Here is example of contract-states flow
@StartableByRPC
@InitiatingFlow
class ExperimentalFlow:FlowLogic<Unit>() {
companion object {
object SENDING : ProgressTracker.Step("SendingData")
}
override val progressTracker = ProgressTracker(SENDING)
@Suspendable
override fun call() {
val counterParty = serviceHub.identityService.wellKnownPartyFromX500Name(
CordaX500Name(
organisation = "Client",
locality = "London",
country = "GB")) ?: throw IllegalStateException("Can't find Client party")
val session = initiateFlow(counterParty)
session.sendAndReceive<String>(42).unwrap {
println("Experimental Flow received $it")
}
}
}
@InitiatedBy(ExperimentalFlow::class)
class ExperimentalFlowResponder(val counterParty:FlowSession) : FlowLogic<Unit>() {
@Suspendable
override fun call() {
val receivedValue = counterParty.receive<Int>().unwrap { it }
println("Responder Received $receivedValue")
counterParty.send("Hey I am legal responder, you sent me $receivedValue which makes me happy")
}
}
As a business will expect, that this is the responder flow which will be invoked by Initiator. Notice that ExperimentalFlowResponder is not open class, which means, that no-one can override this flow and leverage Corda platform logic for responder insatllation.
But here is the code in the client module, which does exactly that. And remember, that client module will have installed contract-states module just as initiator module with the legal version of the experimental flow responder.
@InitiatedBy(ExperimentalFlow::class)
abstract class ExperimentalFlowResponder(val counterParty: FlowSession) : FlowLogic<Unit>()
@InitiatedBy(ExperimentalFlow::class)
open class IllegalExperimentalFlowResponder(counterParty: FlowSession) : ExperimentalFlowResponder(counterParty) {
@Suspendable
override fun call() {
val receivedValue = counterParty.receive<Int>().unwrap { it }
println("Responder Received $receivedValue")
counterParty.send("Hey I am ILLEGAL, you sent me $receivedValue and I will try to HACK")
}
}
And here is the console output of running the flows
Mon Jan 14 11:11:15 EET 2019>>> flow start Experimental
Experimental Flow received Hey I am ILLEGAL, you sent me 42 and I will try to HACK
Done
What have we done. Corda platform will always install the responder, which is most “further” from the FlowLogic on type hierarchy, and this is why we defined abstract ExperimentalFlowResponder in the client corDapp to make it “open” so we can extend it by our IllegalExperimentalFlowResponder which now is by one hop further from FlowLogic type hierarchy, and Corda platform will pick this responder instead of one defined in the contracts and states.

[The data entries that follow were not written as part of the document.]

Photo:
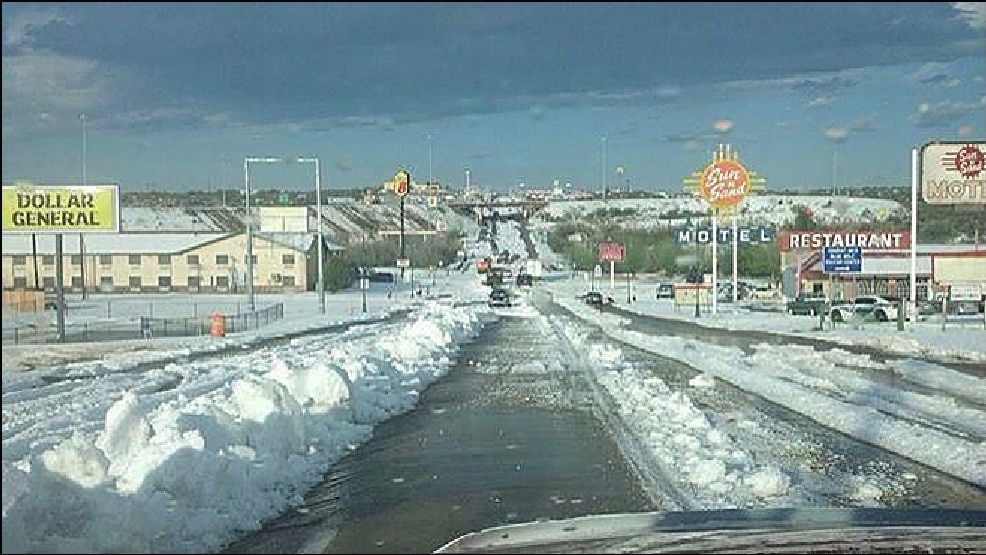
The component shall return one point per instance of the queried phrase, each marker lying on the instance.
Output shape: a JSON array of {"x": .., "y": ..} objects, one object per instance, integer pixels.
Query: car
[
  {"x": 595, "y": 298},
  {"x": 879, "y": 308},
  {"x": 51, "y": 301},
  {"x": 664, "y": 291},
  {"x": 500, "y": 298},
  {"x": 811, "y": 304}
]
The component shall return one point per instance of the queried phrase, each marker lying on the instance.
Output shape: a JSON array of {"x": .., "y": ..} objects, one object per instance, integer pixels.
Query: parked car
[
  {"x": 51, "y": 301},
  {"x": 500, "y": 298},
  {"x": 664, "y": 291},
  {"x": 595, "y": 298},
  {"x": 811, "y": 304},
  {"x": 879, "y": 308}
]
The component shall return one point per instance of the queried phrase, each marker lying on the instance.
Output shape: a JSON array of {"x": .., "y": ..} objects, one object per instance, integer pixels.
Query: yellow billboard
[{"x": 30, "y": 208}]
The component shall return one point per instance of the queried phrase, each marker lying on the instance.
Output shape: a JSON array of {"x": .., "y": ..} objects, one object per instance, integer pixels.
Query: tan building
[{"x": 165, "y": 262}]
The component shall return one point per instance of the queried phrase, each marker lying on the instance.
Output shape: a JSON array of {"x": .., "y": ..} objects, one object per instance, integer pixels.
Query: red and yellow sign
[
  {"x": 725, "y": 182},
  {"x": 401, "y": 181}
]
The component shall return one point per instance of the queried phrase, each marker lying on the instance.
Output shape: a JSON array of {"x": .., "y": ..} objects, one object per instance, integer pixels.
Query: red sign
[
  {"x": 790, "y": 239},
  {"x": 724, "y": 183},
  {"x": 610, "y": 251},
  {"x": 401, "y": 181}
]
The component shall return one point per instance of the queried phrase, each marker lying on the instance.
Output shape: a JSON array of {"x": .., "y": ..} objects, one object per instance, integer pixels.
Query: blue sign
[
  {"x": 842, "y": 259},
  {"x": 746, "y": 235}
]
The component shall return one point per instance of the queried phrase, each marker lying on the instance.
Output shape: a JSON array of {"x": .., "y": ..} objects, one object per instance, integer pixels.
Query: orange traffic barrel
[{"x": 218, "y": 327}]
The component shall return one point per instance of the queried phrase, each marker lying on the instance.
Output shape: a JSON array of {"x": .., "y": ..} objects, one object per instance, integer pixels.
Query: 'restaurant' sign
[{"x": 788, "y": 239}]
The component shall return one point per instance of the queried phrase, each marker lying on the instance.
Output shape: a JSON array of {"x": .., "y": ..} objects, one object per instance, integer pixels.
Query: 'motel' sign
[{"x": 746, "y": 235}]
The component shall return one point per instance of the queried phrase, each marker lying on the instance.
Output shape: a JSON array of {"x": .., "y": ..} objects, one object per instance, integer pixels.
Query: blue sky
[{"x": 176, "y": 95}]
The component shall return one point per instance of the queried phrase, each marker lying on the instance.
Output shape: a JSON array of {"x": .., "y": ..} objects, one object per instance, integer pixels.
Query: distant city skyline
[{"x": 175, "y": 96}]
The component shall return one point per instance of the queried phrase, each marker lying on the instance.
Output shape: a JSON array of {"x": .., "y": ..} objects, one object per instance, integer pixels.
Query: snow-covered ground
[{"x": 103, "y": 451}]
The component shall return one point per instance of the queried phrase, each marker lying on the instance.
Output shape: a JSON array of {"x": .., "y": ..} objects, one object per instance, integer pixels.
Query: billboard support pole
[
  {"x": 59, "y": 288},
  {"x": 735, "y": 262},
  {"x": 715, "y": 263},
  {"x": 915, "y": 172}
]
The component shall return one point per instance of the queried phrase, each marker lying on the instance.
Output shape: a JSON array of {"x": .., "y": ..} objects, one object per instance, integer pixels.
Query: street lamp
[
  {"x": 430, "y": 178},
  {"x": 629, "y": 277},
  {"x": 364, "y": 275},
  {"x": 82, "y": 240},
  {"x": 318, "y": 201}
]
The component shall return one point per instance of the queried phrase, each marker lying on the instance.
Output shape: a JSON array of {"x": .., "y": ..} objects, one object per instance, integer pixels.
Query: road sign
[
  {"x": 402, "y": 182},
  {"x": 953, "y": 172},
  {"x": 30, "y": 208},
  {"x": 842, "y": 260}
]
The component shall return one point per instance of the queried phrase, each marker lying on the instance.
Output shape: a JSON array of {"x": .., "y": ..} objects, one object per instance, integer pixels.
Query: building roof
[
  {"x": 111, "y": 243},
  {"x": 146, "y": 243}
]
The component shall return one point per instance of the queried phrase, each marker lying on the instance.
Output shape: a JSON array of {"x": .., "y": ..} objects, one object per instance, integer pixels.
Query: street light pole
[
  {"x": 430, "y": 177},
  {"x": 321, "y": 242},
  {"x": 363, "y": 283},
  {"x": 82, "y": 241},
  {"x": 249, "y": 222}
]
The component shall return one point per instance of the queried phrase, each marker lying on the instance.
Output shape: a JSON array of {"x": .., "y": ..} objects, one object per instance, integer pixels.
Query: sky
[
  {"x": 176, "y": 95},
  {"x": 124, "y": 452}
]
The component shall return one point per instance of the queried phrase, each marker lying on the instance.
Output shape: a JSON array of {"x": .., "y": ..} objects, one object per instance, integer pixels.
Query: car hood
[{"x": 811, "y": 530}]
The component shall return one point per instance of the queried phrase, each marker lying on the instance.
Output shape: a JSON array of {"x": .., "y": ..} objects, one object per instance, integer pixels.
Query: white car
[{"x": 880, "y": 308}]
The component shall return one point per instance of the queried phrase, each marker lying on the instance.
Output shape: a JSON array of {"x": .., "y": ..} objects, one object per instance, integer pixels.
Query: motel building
[
  {"x": 164, "y": 262},
  {"x": 886, "y": 266}
]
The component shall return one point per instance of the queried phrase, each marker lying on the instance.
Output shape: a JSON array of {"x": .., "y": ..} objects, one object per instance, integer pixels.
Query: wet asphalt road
[
  {"x": 498, "y": 440},
  {"x": 501, "y": 440}
]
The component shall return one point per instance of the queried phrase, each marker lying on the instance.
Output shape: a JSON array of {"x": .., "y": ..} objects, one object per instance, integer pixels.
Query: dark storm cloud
[{"x": 264, "y": 62}]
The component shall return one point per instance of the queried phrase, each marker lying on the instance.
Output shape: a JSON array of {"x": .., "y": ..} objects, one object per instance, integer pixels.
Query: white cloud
[
  {"x": 973, "y": 13},
  {"x": 823, "y": 100},
  {"x": 18, "y": 26}
]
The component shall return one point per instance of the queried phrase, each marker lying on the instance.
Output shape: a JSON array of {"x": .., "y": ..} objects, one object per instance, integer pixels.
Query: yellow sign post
[{"x": 30, "y": 208}]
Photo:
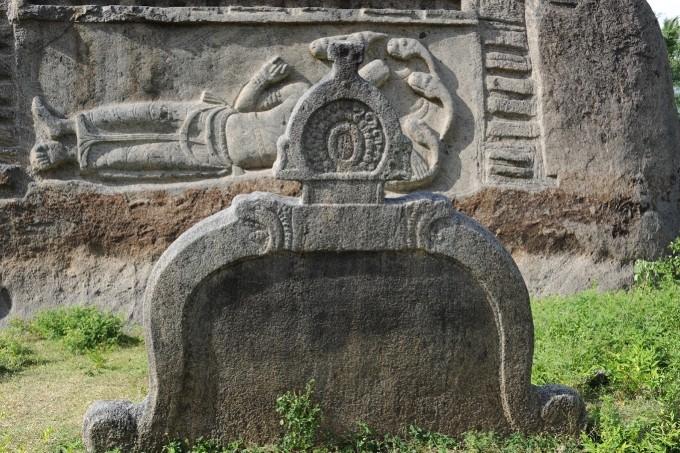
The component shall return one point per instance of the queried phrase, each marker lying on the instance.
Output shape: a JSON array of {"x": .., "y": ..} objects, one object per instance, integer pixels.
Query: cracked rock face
[{"x": 550, "y": 122}]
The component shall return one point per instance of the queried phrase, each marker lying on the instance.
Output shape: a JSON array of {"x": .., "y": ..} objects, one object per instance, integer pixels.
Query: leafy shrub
[
  {"x": 300, "y": 418},
  {"x": 80, "y": 329},
  {"x": 664, "y": 270},
  {"x": 14, "y": 355}
]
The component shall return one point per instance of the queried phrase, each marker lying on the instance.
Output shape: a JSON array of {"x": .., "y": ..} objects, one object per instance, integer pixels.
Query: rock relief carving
[
  {"x": 430, "y": 118},
  {"x": 209, "y": 137}
]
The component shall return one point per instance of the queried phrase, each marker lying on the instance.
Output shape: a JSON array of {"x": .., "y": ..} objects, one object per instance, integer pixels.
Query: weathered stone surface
[
  {"x": 528, "y": 98},
  {"x": 403, "y": 311}
]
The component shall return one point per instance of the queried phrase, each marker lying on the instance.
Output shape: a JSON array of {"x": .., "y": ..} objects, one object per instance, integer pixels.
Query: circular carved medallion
[{"x": 344, "y": 135}]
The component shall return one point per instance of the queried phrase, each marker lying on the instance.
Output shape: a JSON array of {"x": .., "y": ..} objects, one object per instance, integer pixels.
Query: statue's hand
[{"x": 274, "y": 71}]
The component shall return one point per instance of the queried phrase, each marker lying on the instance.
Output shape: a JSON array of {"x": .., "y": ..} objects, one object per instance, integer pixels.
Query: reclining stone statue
[
  {"x": 207, "y": 138},
  {"x": 162, "y": 138}
]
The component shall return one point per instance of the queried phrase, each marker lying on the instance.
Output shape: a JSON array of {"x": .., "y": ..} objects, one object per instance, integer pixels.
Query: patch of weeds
[
  {"x": 664, "y": 270},
  {"x": 55, "y": 441},
  {"x": 14, "y": 354},
  {"x": 610, "y": 431},
  {"x": 622, "y": 351},
  {"x": 81, "y": 329},
  {"x": 209, "y": 446},
  {"x": 300, "y": 418}
]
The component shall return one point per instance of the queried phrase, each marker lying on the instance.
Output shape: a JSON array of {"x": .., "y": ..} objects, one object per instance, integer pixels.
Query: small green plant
[
  {"x": 664, "y": 270},
  {"x": 14, "y": 355},
  {"x": 300, "y": 418},
  {"x": 80, "y": 329}
]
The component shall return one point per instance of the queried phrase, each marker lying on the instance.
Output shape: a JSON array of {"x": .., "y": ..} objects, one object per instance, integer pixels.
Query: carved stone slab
[{"x": 403, "y": 310}]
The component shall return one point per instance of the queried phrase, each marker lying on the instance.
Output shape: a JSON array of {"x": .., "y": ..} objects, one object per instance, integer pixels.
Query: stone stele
[
  {"x": 404, "y": 311},
  {"x": 123, "y": 123}
]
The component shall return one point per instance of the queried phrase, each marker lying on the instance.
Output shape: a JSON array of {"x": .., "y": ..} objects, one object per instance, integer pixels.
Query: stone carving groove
[
  {"x": 512, "y": 144},
  {"x": 8, "y": 90}
]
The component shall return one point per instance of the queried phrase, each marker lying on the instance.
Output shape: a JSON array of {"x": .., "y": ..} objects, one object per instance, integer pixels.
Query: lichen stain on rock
[
  {"x": 546, "y": 222},
  {"x": 56, "y": 221}
]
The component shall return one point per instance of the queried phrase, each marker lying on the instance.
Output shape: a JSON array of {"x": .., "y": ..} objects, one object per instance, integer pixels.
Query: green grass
[
  {"x": 621, "y": 350},
  {"x": 44, "y": 396}
]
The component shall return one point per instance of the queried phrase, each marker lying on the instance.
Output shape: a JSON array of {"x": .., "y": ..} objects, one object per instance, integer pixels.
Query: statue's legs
[
  {"x": 137, "y": 139},
  {"x": 251, "y": 137}
]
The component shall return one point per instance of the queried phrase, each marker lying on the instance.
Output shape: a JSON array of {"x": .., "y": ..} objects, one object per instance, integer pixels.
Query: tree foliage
[{"x": 671, "y": 33}]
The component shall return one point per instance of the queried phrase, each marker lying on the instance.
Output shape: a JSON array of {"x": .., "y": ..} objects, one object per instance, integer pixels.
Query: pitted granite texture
[{"x": 403, "y": 310}]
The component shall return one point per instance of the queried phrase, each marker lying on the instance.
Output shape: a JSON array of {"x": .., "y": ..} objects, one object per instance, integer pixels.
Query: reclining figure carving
[
  {"x": 208, "y": 138},
  {"x": 164, "y": 138}
]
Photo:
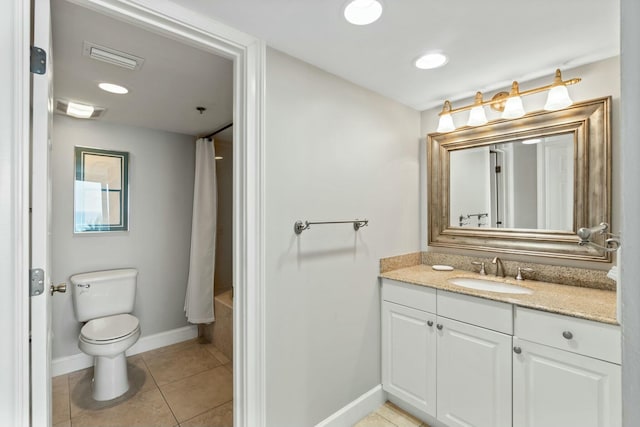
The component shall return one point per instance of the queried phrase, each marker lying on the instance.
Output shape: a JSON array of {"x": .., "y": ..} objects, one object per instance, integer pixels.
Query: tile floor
[
  {"x": 187, "y": 384},
  {"x": 389, "y": 415}
]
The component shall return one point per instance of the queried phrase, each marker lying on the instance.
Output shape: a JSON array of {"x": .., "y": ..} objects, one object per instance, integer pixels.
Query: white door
[
  {"x": 554, "y": 387},
  {"x": 474, "y": 376},
  {"x": 40, "y": 222},
  {"x": 409, "y": 355}
]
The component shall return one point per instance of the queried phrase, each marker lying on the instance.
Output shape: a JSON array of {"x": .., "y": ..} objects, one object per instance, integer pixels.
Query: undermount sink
[{"x": 489, "y": 285}]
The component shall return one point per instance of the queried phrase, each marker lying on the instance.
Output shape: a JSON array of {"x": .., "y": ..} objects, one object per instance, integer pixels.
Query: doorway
[{"x": 247, "y": 55}]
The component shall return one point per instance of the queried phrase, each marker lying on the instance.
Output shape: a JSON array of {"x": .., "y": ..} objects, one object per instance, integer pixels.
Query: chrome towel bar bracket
[{"x": 300, "y": 226}]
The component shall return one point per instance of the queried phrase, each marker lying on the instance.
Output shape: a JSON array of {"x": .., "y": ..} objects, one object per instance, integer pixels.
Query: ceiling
[
  {"x": 489, "y": 43},
  {"x": 164, "y": 93}
]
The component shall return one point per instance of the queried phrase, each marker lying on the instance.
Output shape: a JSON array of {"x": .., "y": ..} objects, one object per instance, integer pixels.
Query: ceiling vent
[
  {"x": 112, "y": 56},
  {"x": 62, "y": 105}
]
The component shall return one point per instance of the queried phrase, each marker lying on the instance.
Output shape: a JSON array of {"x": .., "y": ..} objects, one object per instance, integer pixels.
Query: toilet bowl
[
  {"x": 107, "y": 339},
  {"x": 103, "y": 300}
]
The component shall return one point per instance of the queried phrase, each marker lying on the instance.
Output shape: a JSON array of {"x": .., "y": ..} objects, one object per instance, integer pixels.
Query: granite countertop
[{"x": 586, "y": 303}]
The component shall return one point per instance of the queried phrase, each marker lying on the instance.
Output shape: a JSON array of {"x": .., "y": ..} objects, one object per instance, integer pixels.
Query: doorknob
[{"x": 62, "y": 288}]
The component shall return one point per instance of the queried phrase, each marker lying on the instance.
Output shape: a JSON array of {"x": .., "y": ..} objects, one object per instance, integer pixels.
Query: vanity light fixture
[
  {"x": 363, "y": 12},
  {"x": 513, "y": 106},
  {"x": 509, "y": 103},
  {"x": 477, "y": 116},
  {"x": 445, "y": 124},
  {"x": 113, "y": 88}
]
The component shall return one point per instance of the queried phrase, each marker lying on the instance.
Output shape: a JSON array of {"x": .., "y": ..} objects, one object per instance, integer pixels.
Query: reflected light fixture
[
  {"x": 477, "y": 116},
  {"x": 509, "y": 103},
  {"x": 445, "y": 124},
  {"x": 363, "y": 12},
  {"x": 513, "y": 106},
  {"x": 80, "y": 111},
  {"x": 113, "y": 88},
  {"x": 431, "y": 60},
  {"x": 558, "y": 97}
]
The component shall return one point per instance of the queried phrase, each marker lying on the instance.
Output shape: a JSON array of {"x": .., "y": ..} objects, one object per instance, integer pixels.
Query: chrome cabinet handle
[{"x": 62, "y": 288}]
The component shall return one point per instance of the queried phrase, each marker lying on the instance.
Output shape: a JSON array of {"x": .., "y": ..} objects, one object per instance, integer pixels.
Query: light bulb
[
  {"x": 79, "y": 111},
  {"x": 445, "y": 124}
]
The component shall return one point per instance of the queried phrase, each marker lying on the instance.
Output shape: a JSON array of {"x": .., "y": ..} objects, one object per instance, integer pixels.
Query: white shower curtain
[{"x": 198, "y": 303}]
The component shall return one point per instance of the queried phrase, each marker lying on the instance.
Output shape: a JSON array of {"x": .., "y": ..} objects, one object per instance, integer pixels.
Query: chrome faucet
[{"x": 499, "y": 267}]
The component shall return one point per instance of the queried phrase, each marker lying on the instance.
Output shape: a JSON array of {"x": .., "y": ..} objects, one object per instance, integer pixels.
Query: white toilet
[{"x": 104, "y": 300}]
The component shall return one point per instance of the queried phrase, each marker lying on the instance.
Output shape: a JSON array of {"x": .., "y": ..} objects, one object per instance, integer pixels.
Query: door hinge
[
  {"x": 36, "y": 279},
  {"x": 38, "y": 60}
]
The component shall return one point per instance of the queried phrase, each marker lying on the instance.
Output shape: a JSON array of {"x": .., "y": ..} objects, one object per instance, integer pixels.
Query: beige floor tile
[
  {"x": 222, "y": 416},
  {"x": 140, "y": 381},
  {"x": 60, "y": 399},
  {"x": 374, "y": 420},
  {"x": 199, "y": 393},
  {"x": 142, "y": 410},
  {"x": 217, "y": 353},
  {"x": 397, "y": 416},
  {"x": 171, "y": 366}
]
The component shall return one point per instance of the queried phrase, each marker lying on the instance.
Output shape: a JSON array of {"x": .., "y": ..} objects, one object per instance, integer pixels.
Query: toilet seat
[{"x": 110, "y": 329}]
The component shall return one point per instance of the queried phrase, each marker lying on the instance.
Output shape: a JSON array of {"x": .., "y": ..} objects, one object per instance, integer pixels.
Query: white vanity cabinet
[
  {"x": 566, "y": 371},
  {"x": 409, "y": 344},
  {"x": 453, "y": 363}
]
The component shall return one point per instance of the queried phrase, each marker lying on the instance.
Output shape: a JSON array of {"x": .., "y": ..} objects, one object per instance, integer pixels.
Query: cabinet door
[
  {"x": 474, "y": 376},
  {"x": 553, "y": 387},
  {"x": 409, "y": 355}
]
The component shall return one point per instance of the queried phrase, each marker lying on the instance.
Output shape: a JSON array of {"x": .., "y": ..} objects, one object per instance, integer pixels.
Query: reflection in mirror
[
  {"x": 554, "y": 176},
  {"x": 101, "y": 190},
  {"x": 521, "y": 184}
]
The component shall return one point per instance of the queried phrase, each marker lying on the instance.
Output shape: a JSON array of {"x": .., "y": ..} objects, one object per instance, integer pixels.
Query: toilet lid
[{"x": 110, "y": 327}]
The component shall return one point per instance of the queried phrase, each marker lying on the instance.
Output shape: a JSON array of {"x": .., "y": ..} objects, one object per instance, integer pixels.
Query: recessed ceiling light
[
  {"x": 79, "y": 111},
  {"x": 431, "y": 60},
  {"x": 363, "y": 12},
  {"x": 113, "y": 88}
]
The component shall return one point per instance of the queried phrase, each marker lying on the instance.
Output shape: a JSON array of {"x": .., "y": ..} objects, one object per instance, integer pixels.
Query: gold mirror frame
[{"x": 590, "y": 123}]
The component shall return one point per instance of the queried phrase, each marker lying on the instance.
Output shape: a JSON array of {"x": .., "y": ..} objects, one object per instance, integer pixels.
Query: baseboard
[
  {"x": 76, "y": 362},
  {"x": 356, "y": 410}
]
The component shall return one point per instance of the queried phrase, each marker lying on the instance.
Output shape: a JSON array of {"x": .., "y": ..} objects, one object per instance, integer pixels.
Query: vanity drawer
[
  {"x": 594, "y": 339},
  {"x": 414, "y": 296},
  {"x": 494, "y": 315}
]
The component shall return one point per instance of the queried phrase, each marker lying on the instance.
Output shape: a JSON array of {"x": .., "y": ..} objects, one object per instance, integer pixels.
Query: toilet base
[{"x": 110, "y": 379}]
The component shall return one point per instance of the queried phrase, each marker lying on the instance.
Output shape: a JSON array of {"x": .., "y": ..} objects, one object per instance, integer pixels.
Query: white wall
[
  {"x": 333, "y": 151},
  {"x": 598, "y": 80},
  {"x": 161, "y": 173},
  {"x": 224, "y": 236},
  {"x": 14, "y": 163},
  {"x": 630, "y": 11}
]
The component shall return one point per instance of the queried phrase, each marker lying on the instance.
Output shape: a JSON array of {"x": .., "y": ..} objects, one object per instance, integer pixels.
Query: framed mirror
[
  {"x": 523, "y": 186},
  {"x": 101, "y": 190}
]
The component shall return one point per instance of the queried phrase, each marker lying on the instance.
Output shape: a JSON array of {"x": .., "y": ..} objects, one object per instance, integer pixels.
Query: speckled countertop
[{"x": 586, "y": 303}]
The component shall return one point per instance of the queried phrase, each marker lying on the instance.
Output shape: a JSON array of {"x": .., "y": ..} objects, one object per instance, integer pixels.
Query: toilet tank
[{"x": 103, "y": 293}]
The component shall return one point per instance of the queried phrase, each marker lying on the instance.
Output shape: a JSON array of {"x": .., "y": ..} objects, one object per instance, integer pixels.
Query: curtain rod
[{"x": 217, "y": 131}]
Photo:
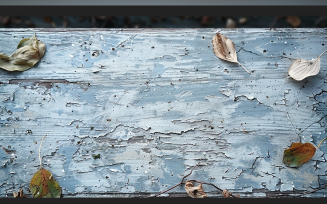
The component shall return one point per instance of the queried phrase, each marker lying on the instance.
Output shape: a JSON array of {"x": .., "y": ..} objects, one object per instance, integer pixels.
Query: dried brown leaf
[
  {"x": 224, "y": 49},
  {"x": 194, "y": 192},
  {"x": 29, "y": 52},
  {"x": 301, "y": 68}
]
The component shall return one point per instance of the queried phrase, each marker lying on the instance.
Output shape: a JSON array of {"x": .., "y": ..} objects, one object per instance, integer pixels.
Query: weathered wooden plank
[{"x": 155, "y": 102}]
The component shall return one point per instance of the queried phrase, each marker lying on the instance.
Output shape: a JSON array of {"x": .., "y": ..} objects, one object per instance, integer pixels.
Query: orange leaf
[
  {"x": 44, "y": 186},
  {"x": 298, "y": 154}
]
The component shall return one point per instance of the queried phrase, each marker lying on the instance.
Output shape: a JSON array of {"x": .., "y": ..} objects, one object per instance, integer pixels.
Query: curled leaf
[
  {"x": 44, "y": 186},
  {"x": 301, "y": 68},
  {"x": 194, "y": 192},
  {"x": 298, "y": 154},
  {"x": 224, "y": 49},
  {"x": 29, "y": 52}
]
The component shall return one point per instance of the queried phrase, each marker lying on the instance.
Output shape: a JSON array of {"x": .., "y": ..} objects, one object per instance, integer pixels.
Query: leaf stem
[
  {"x": 40, "y": 151},
  {"x": 321, "y": 142},
  {"x": 244, "y": 67}
]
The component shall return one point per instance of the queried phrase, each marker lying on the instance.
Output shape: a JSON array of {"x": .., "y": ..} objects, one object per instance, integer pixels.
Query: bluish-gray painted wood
[{"x": 155, "y": 102}]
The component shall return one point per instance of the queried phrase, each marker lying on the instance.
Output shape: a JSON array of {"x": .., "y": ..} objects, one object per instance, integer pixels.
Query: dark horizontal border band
[{"x": 163, "y": 10}]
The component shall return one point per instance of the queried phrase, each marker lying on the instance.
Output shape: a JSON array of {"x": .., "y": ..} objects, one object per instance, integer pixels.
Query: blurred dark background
[{"x": 163, "y": 22}]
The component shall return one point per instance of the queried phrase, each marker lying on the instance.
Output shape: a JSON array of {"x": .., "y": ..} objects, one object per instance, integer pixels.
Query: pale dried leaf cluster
[
  {"x": 224, "y": 49},
  {"x": 29, "y": 52},
  {"x": 301, "y": 68}
]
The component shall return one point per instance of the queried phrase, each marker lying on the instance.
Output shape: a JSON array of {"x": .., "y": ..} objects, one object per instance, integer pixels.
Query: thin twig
[
  {"x": 180, "y": 183},
  {"x": 166, "y": 190},
  {"x": 40, "y": 151},
  {"x": 211, "y": 184}
]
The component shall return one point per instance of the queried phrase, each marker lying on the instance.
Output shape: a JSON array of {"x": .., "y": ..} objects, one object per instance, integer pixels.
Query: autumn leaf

Note: for this to work, the client module responder flow package have to match the one in the contract-states module.
And that’s it.
The lesson for business is
Do not assume anything about the content of the counterparty responder flows as you can’t control and should not control, what the counterparty installs.
On the bright note: it is good practice and still it is wise to provide default reference implementation of expected flow logic, as most likely your clients will opt for default “bank” implementation. And if you implement this as open class, thus you will give the client clean way to extend the logic you provide out of box.